Propaganda piece - long on desires but weak on facts
12 July 2015 | by Redbreast777See all my reviews

First, to be extremely clear, this is not a documentary as described. This is nothing but a piece of propaganda from director/producer Alanis Obomsawin.

In 1905 agreement was reached for certain Indian tribes to permanently cede lands to the Crown. Now, the Indians don't like the deal they made and want something different - so propaganda like this abounds.

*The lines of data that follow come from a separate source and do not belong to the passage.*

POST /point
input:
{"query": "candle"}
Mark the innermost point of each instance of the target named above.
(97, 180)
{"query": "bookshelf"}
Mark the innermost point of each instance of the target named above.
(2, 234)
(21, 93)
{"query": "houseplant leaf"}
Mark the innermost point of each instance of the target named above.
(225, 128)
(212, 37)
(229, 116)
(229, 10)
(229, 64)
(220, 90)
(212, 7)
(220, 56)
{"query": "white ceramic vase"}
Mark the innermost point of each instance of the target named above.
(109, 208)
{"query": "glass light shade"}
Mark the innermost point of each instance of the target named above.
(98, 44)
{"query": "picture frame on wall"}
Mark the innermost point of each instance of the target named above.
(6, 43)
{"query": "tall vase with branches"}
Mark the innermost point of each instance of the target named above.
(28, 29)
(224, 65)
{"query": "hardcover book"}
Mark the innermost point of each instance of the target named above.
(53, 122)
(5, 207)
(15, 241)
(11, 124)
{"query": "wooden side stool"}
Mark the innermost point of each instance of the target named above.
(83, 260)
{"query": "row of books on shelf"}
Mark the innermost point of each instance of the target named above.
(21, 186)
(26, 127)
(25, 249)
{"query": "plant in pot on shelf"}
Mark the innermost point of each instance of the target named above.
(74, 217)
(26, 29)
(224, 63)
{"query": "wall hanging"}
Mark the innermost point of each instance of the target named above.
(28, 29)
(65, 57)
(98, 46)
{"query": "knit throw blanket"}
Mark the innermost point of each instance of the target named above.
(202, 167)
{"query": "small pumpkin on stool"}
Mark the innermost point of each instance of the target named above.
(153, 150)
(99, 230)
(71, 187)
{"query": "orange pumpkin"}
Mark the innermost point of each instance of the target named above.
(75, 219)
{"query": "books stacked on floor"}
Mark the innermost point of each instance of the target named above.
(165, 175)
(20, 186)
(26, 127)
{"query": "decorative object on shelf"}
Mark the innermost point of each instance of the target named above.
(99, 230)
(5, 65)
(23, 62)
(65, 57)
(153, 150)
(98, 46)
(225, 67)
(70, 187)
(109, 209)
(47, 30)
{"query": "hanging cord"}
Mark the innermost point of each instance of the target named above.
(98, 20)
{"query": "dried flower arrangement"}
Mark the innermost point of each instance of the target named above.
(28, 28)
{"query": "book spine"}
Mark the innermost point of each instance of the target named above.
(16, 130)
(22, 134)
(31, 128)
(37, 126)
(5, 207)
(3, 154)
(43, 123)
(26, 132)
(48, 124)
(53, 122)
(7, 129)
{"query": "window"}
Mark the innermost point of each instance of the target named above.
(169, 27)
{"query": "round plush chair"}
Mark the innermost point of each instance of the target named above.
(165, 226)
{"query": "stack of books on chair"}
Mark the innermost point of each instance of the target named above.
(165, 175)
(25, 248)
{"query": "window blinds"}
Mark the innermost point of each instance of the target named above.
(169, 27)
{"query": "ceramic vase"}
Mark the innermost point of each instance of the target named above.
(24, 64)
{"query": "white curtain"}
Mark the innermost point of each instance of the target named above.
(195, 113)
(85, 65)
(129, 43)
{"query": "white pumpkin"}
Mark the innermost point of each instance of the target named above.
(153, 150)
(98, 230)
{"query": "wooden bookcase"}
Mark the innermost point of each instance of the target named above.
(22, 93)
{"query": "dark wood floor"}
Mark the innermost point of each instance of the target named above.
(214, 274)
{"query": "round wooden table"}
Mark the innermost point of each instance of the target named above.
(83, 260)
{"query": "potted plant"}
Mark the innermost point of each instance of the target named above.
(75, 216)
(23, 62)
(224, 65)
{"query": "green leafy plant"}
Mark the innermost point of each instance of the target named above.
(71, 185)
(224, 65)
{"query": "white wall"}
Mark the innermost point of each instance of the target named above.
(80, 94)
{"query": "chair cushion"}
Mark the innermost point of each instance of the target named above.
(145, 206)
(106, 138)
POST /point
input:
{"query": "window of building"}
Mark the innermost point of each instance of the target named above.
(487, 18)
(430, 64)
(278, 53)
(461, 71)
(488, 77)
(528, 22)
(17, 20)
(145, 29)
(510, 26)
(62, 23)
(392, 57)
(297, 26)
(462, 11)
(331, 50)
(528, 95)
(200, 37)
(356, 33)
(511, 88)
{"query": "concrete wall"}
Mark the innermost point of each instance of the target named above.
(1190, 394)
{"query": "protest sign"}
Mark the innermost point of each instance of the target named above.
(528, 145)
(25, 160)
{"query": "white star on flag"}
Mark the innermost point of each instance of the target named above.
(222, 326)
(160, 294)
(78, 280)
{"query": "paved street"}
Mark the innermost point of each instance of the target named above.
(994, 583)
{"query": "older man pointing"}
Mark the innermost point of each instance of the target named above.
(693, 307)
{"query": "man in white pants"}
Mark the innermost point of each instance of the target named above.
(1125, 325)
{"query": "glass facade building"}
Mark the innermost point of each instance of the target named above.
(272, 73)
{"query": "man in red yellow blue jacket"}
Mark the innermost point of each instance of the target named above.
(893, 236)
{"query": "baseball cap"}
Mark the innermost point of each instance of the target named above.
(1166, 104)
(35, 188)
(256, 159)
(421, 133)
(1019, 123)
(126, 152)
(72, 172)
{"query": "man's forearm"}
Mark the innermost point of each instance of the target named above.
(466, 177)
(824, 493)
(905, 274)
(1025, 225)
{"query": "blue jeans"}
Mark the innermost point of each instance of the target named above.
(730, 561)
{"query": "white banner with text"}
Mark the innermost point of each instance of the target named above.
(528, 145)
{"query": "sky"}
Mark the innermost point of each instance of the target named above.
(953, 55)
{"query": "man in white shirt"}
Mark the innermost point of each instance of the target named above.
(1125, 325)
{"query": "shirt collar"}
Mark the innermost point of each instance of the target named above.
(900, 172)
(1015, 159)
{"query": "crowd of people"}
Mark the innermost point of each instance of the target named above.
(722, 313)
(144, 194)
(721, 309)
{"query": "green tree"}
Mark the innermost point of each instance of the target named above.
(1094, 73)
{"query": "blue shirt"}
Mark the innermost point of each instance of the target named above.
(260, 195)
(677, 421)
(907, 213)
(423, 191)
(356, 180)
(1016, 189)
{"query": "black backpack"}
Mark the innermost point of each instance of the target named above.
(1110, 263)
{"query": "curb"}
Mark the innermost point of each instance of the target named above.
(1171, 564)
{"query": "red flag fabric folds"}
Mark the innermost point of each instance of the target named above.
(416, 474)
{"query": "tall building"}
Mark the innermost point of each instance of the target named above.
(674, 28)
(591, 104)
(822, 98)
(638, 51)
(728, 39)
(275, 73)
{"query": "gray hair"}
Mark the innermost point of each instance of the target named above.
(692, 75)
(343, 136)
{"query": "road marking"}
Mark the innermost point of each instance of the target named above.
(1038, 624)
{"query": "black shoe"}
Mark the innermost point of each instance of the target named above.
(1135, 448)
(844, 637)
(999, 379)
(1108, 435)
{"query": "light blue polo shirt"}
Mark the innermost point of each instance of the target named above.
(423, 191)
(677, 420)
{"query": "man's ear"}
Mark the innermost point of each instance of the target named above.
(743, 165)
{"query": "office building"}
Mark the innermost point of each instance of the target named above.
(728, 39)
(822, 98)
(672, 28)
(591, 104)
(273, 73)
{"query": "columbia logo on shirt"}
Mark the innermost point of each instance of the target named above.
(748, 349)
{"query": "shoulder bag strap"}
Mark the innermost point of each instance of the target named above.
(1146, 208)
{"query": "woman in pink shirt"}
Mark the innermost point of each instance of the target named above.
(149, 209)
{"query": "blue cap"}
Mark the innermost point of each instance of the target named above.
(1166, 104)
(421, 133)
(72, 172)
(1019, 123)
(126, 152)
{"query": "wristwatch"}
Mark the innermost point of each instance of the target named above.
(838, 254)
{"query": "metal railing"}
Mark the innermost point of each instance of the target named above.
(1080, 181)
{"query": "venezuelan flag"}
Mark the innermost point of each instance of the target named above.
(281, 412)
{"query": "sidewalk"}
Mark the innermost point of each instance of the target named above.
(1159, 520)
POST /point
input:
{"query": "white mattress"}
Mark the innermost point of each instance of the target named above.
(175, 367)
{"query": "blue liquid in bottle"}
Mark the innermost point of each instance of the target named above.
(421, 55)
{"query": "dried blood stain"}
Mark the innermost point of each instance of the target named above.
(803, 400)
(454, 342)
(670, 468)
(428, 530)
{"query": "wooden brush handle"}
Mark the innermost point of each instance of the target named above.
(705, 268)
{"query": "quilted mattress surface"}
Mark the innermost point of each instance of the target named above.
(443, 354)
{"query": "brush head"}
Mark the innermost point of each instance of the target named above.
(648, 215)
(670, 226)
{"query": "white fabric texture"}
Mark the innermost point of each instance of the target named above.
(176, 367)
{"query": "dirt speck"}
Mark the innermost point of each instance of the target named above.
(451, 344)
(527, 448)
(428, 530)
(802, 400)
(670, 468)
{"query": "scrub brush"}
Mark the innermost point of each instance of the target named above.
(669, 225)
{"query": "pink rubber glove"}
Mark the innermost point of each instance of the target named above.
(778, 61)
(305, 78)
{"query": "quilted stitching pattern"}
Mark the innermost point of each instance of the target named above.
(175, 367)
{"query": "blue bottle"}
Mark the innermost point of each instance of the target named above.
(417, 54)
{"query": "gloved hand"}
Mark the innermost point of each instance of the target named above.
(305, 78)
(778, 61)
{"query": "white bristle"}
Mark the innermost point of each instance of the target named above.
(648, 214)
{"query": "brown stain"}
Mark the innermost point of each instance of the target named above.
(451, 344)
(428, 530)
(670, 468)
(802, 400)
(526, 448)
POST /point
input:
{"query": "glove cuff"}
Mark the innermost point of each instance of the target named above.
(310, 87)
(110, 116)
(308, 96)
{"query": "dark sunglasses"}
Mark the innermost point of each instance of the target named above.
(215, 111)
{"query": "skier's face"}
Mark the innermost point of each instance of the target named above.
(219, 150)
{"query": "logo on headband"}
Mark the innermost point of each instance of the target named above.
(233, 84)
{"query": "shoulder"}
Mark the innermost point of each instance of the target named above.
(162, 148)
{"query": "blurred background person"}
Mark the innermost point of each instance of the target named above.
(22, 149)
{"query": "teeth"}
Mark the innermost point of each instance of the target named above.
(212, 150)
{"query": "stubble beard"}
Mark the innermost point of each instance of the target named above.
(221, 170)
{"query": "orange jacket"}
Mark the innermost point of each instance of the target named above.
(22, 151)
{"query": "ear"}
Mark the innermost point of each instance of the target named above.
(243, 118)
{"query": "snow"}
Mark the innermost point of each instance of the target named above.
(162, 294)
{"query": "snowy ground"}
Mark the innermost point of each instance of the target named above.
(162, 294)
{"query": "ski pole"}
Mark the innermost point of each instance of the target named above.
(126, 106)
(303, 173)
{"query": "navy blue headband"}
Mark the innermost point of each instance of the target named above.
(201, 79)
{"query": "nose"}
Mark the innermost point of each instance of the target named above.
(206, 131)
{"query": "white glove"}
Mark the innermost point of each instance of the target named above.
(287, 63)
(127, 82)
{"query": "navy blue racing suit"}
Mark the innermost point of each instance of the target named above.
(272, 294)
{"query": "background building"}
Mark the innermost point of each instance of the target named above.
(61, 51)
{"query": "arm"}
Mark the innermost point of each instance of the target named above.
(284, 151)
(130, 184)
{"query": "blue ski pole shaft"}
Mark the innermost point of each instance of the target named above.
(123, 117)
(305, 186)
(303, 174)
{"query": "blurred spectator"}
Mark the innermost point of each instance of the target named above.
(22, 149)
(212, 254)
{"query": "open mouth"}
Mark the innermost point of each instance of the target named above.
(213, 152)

They now want to rely on oral history. If you remember the campfire gossip game where something is whispered in one ear and 20 ears later the story is different, you are on the right track. Or, try the family fish story. 80 years ago great grandpa caught a 6 pound pike; but later when he told the story, it was 8 pounds, then 10. Then grandpa talks of his dad catching a 12 pounder, then it's 14 pounds. Then my dad talks of his grandpa's 16 pounder - or was it 18? And when I tell the story, I remember it being over 20 pounds. Well, that is what this propaganda piece does - the culmination of story telling where the Indians remember something very different than what was written - so the government should honour this fantasy agreement created in their minds.

Various Indians are trotted on to the screen to tell how their ancestors heard something different than what was written and a white professor opines how misunderstanding may have arisen.

Aboriginals (and latte sipping liberals who support them because it is fashionable and never taking time to learn the facts) will likely love the movie as it pushes their positions. For the rest, it is a waste of time as it does not explore the issues fully or have any intellectual discussion of the issues.